We all know that American cities are undergoing a renaissance, with growing populations, the renovation of parks and waterfronts, the proliferation of bike lanes and pedestrian promenades. But here's another leading indicator of renewed urban vitality: food, in the form of new restaurants, cafés, and the farmers' markets that have sprouted everywhere in the last few years, even in the most precarious urban centers.
Take Detroit. When the über-cool barbecue joint Slows Bar BQ opened in 2005, just across from the crumbling symbol of the city's lost grandeur, the hulking ruin of Michigan Central Station, it became an instant hit with young urban pioneers and out-of-towners alike. Along with the increased bustle of the city's historic Eastern Market, it is part of a 21st-century culinary story that has been repeated across the Rust Belt. In downtown Cleveland on East Fourth Street, once moribund after dark except for drug dealers, there are now more than a dozen restaurants along a vibrant two-block stretch—including Lola, the flagship of Iron Chef Michael Symon, and chef Jonathon Sawyer's Greenhouse Tavern, central to the city's locavore scene.

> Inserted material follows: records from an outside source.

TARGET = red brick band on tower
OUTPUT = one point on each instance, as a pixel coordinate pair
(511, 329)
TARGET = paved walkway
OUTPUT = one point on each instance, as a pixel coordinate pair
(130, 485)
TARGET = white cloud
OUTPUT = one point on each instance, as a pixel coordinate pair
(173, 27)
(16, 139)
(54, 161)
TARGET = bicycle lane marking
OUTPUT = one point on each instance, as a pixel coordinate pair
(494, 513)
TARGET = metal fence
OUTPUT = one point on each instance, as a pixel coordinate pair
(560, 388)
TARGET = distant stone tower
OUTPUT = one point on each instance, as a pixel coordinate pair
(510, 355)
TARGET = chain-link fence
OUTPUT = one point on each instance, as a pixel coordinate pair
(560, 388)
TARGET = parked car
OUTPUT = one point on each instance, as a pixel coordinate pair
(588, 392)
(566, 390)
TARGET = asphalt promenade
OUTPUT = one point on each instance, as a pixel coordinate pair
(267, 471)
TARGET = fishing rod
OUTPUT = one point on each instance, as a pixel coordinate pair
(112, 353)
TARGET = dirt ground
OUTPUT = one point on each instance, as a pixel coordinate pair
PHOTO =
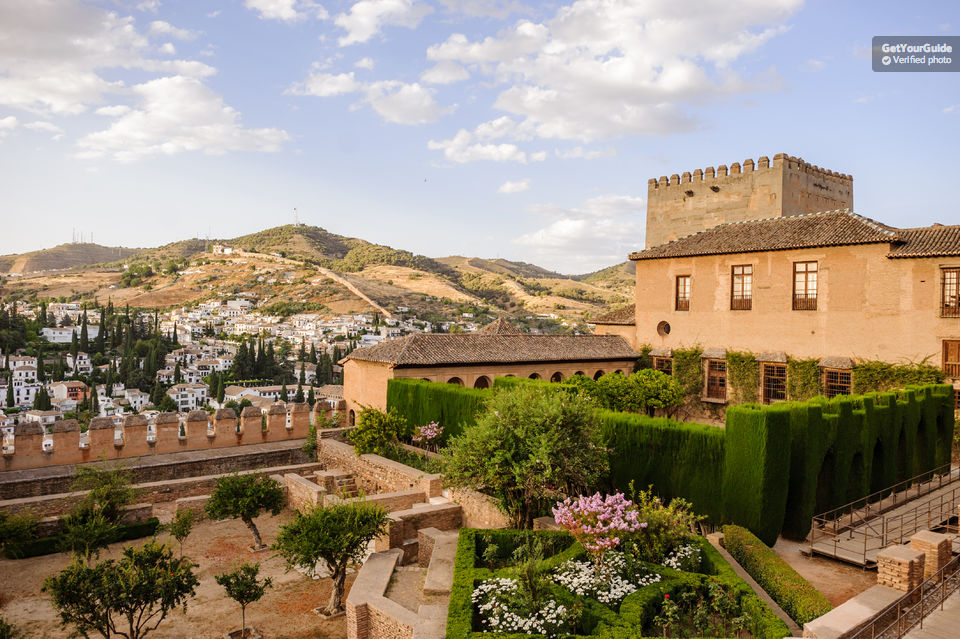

As urban jump-starters, restaurants are often the first catalysts to turn around a declining neighborhood. New York chef and consultant Rozanne Gold explains it this way in “Dining by Design” (page 64): “Restaurants used to want a good address. But now out-of-the-way locations actually add to the cachet of a place.”
Architects have long played a big role in the success of restaurants, matching the visual aesthetics to what lands on the plate. You can see how gracefully that can be done in such projects as Workshop Kitchen + Bar in Palm Springs, California, by the firm SOMA (page 106). Its starkly elegant concrete interior and warmly lit bar (by the lighting designers at .PSLAB) complement the subtly sophisticated cuisine.
In this issue, we also look at design across the culture of food—from farm structures to market stands to a vineyard to a bake shop, as well as spots for fine dining. The chief concept behind every phase of food production, marketing, preparation, and consumption these days is “authenticity”–a reflection of consumer demands for sustainability and locally sourced edibles–expressed in both foodstuffs and the architecture that surrounds them. A perfect example is SHED, a pointedly simple emporium in Healdsburg, California, that possesses an earthiness missing from the precious establishments that dominate the upscale Sonoma County town (page 96). Designed by Jensen Architects of San Francisco, SHED employs a standardized metal-and-glass building system to create a two-story retail outlet of local gourmet products and modestly stylish housewares, as well as a café and a contemporary “grange” for community events.
Designers are applying their talents all along the food chain—from a beautifully crafted dairy barn for teaching at Cornell University by Erdy McHenry Architecture (page 80) to an elegant egg-shaped cedar-wood chicken coop by Matthew Hayward and Nadia Turan (page 48). Even farm animals, it turns out, benefit from high-design habitats, which can help cows produce more milk and hens lay more eggs.
Who knew good architecture could do all that?